Aos 86 anos, o presidente – há 13 anos no cargo – estará hoje no Morumbi. Vibrará como um menino e pedirá alegria a seus jogadores. Tudo para reviver os tempos de glórias do Corinthians. Principalmente o Campeonato Paulista de 1954, decidido apenas em fevereiro de 55, que para o dirigente é o de maior alegria em sua vida. "Tinha 34 anos e levei meu filho (Edson Real Dualib), de 12, ao Pacaembu. Ficamos no alambrado, atrás do goleiro Gilmar. Fizemos grande festa quando o Pequeno Polegar (Luizinho) empatou. O 1 a 1 garantiu o título para a gente", lembra, como se fosse hoje. "Não tivemos dúvidas quando o jogo acabou: pulamos o alambrado para abraçar o Gilmar. Que festa!

O mais importante, porém, foi a conquista do Paulista de 1995, no Estádio Santa Cruz, em Ribeirão Preto. "Você lembra do gol do Elivélton (o segundo no triunfo por 2 a 1, em chute forte de fora da área)? Que pintura…

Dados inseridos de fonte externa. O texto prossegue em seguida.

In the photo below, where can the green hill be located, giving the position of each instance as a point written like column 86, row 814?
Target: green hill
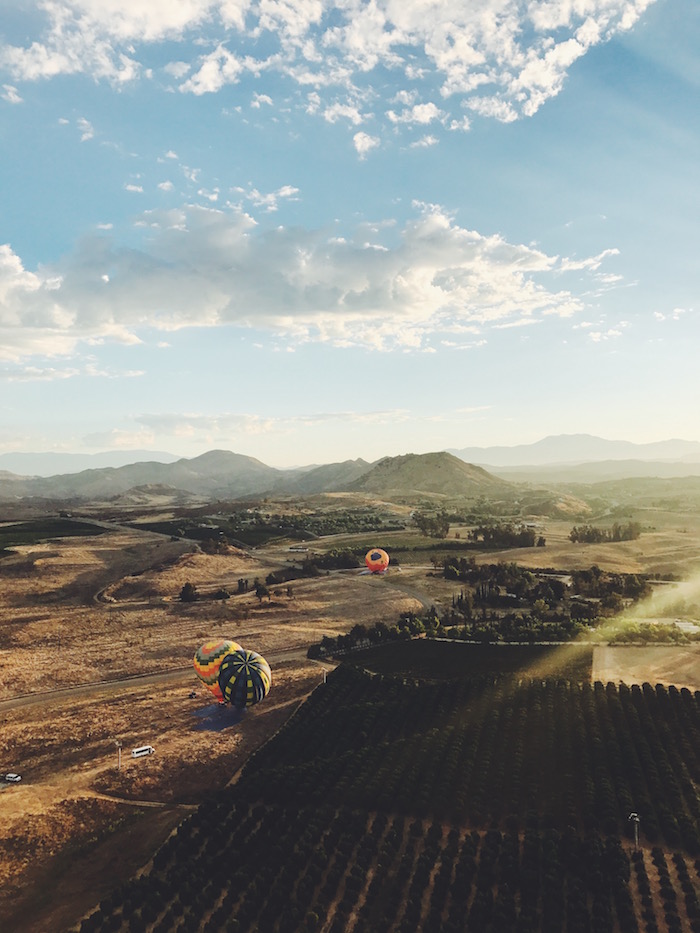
column 435, row 473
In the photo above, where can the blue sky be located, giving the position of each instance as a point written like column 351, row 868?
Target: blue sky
column 310, row 231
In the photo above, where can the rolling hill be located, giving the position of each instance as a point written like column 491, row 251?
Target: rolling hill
column 435, row 473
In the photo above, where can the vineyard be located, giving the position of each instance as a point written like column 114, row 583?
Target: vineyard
column 485, row 804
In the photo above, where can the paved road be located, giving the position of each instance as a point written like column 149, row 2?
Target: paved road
column 127, row 683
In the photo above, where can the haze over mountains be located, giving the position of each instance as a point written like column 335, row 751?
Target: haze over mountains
column 579, row 448
column 223, row 474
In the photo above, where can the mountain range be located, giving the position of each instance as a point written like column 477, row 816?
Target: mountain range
column 221, row 474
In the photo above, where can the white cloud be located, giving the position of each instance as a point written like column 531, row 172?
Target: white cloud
column 501, row 59
column 118, row 439
column 206, row 267
column 86, row 129
column 419, row 113
column 364, row 143
column 223, row 426
column 337, row 111
column 10, row 94
column 425, row 142
column 217, row 69
column 260, row 99
column 177, row 70
column 268, row 200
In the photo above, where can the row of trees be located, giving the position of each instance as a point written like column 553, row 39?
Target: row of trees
column 480, row 750
column 359, row 816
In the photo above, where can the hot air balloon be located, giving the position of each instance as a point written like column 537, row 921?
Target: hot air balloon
column 244, row 678
column 377, row 560
column 207, row 661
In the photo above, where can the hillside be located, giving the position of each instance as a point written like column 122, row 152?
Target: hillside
column 435, row 473
column 217, row 473
column 331, row 477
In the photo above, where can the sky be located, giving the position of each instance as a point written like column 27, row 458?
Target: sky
column 309, row 231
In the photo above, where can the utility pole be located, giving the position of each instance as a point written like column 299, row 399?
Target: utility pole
column 634, row 818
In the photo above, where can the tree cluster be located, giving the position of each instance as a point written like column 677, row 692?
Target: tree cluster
column 480, row 805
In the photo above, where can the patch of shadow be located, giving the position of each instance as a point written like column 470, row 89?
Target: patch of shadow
column 216, row 718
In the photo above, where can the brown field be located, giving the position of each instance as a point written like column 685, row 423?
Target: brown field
column 92, row 611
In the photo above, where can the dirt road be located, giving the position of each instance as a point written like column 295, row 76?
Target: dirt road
column 126, row 683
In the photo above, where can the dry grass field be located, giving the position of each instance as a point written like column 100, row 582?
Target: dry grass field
column 92, row 611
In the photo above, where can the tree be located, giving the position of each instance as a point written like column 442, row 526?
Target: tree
column 188, row 594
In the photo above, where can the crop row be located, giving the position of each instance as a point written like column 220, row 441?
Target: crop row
column 479, row 751
column 274, row 870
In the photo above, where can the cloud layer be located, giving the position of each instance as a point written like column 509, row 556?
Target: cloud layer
column 500, row 59
column 208, row 267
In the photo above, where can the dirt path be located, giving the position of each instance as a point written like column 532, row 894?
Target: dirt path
column 126, row 683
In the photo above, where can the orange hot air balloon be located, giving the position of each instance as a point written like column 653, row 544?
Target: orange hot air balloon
column 377, row 560
column 207, row 661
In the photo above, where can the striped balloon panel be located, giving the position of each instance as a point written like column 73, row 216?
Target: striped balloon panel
column 377, row 560
column 244, row 678
column 208, row 658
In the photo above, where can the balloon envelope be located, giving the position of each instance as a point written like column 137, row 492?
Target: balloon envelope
column 244, row 678
column 207, row 661
column 377, row 560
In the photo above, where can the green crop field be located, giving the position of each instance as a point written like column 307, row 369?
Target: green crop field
column 486, row 804
column 430, row 659
column 34, row 532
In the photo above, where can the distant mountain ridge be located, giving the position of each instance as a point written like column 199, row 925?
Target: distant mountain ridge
column 221, row 474
column 53, row 463
column 578, row 448
column 437, row 473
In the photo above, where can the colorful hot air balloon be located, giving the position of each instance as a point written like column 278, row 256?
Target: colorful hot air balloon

Aquele era o terceiro ano de Dualib na presidência do clube. E nos dois anos anteriores, a equipe já havia perdido em decisões para o arqui-rival. "Bati o pé, 95 terá de ser o ano da redenção. Não perco de novo", disse na época a seus jogadores. Fez questão, inclusive, de exigir uma arbitragem estrangeira. Foi francês Remy Harrel quem apitou. "Encaramos o poderio da Parmalat (patrocinadora palmeirense) e vencemos. Inesquecível.

Aquela foi a 21.ª conquista corintiana, deixando o oponente com 20. "Mas nada se compara à conquista do Mundial, em 14 de janeiro de 2000", emociona-se.

Sem medo, o presidente manda um recado para os concorrentes. Principalmente para o São Paulo, de quem o time não ganha há 12 jogos. "Se chegarmos entre os quatro, vamos ser campeões.